Superbike, Jonathan Rea

Superbike Catalunya, Jonathan Rea prepara il colpo da KO

Jonathan Rea è pronto a sferrare il colpo decisivo: nei test di luglio al Montmelò con la gomma supersoffice ha girato più forte di Marc Marquez vincitore MotoGP 2019

15 settembre 2020 - 10:55

Per avere idea di quanto potrà succedere nel prossimo week end Superbike è necessario un flashback di due mesi. A metà luglio tutti i team ufficiali hanno assaggiato il Montmelò, tracciato catalano pietra miliare della MotoGP e novità assoluta per le derivate dalla serie. In quella occasione, con la gomma da tempo, Jonathan Rea stampò un fantasmagorico 1’40″450, più veloce del giro veloce di Marc Marquez nella gara MotoGP 2019. Il parallelo ha un senso tecnico relativo, ma è assai suggestivo. Il tempone del Cannibale, in quei due giorni velocissimo anche sul passo gara, è un campanello d’allarme per la Ducati e uno Scott Redding finito all’angolo nel doppio round di Aragon. Con nove gare ancora da correre (186 punti in palio) lo svantaggio di 36 punti sembra lasciare aperta ogni soluzione.

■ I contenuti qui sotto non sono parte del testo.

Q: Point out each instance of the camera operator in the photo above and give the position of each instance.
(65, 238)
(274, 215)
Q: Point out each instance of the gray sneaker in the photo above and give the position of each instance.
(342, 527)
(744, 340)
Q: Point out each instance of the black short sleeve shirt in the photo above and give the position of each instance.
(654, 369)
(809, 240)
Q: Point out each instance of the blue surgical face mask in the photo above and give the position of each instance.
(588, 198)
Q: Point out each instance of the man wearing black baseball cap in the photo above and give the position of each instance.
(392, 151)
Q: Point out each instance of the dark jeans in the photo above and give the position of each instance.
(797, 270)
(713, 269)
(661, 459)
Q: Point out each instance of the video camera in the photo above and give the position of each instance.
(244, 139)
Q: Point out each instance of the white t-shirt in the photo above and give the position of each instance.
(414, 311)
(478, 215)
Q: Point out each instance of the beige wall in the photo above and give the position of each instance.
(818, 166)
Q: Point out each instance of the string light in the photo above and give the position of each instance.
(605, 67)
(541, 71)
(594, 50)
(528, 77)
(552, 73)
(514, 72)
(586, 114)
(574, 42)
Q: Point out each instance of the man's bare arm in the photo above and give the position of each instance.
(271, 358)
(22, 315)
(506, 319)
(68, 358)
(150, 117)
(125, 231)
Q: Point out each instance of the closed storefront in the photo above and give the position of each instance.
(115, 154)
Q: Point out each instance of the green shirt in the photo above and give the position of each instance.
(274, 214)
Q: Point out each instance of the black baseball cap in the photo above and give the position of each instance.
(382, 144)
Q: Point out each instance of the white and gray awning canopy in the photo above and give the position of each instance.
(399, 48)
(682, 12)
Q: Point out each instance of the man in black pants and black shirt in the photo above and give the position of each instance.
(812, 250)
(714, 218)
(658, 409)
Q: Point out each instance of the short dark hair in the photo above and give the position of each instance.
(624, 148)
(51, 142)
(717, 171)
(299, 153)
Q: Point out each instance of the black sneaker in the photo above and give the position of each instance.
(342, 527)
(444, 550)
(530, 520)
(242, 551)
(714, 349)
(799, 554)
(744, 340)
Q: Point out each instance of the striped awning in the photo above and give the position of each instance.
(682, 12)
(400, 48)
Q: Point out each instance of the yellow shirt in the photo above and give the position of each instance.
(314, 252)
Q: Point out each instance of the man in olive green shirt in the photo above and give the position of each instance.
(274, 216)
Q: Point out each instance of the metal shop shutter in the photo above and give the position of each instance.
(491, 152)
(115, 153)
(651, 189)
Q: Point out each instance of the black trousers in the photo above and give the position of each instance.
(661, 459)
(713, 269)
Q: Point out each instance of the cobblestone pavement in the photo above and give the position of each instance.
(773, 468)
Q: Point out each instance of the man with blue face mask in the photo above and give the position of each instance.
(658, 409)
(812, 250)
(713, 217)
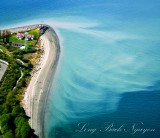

Jonathan Rea, i conti tornano sempre

Ma quando c’è di mezzo Jonathan Rea i riferimenti cambiano: nelle 15 gare 2020, il campione in carica (da cinque, lunghi anni…) ha vinto otto volte, con tredici podi all’attivo. Il confronto diretto è 10-5 a favore di Rea, ma il fattore che ha scavato il solco è la capacità di tenere botta quando perde. Nei cinque duelli perduti, il fuoriclasse Kawasaki ha lasciato a Redding 48 punti, mentre quando è stato davanti (10 volte) ha fatto un break di 84. Quindi JR1 sta facendo la differenza sfruttando la resilienza nei momenti difficili, esattamente come un anno fa contro Alvaro Bautista. A livello tecnico, più che il supertempo in configurazione da qualifica, è interessante notare come – durante i test – la Kawasaki abbia retto molto bene il confronto con la Ducati in velocità massima, transitando a 316,7 km/h.

La Kawasaki non ha punti deboli 

La Ninja, pur essendo la Superbike più datata sullo schieramento, non sembra avere punti deboli. Regge botta sul dritto e vola nel misto, sia con le gomme ultrasoffici (Rea ha vinto quattro Superpole Race su cinque) che sulla distanza piena. Il Montmelò sembra adattarsi alla perfezione alle caratteristiche Kawasaki. “Non ci ho mai gareggiato ma nei test siamo andati benissimo, mentre giravo ho provato un gusto tale che mi sono messo a ridere dentro al casco.” Un pilota così lo puoi battere solo mettendo in dubbio le assolute certezze. Scott Redding è all’angolo, ci vorrebbe un colpo a sorpresa per tornare al centro del ring, e potersi giocare tutto fra Magny Cours ed Estoril.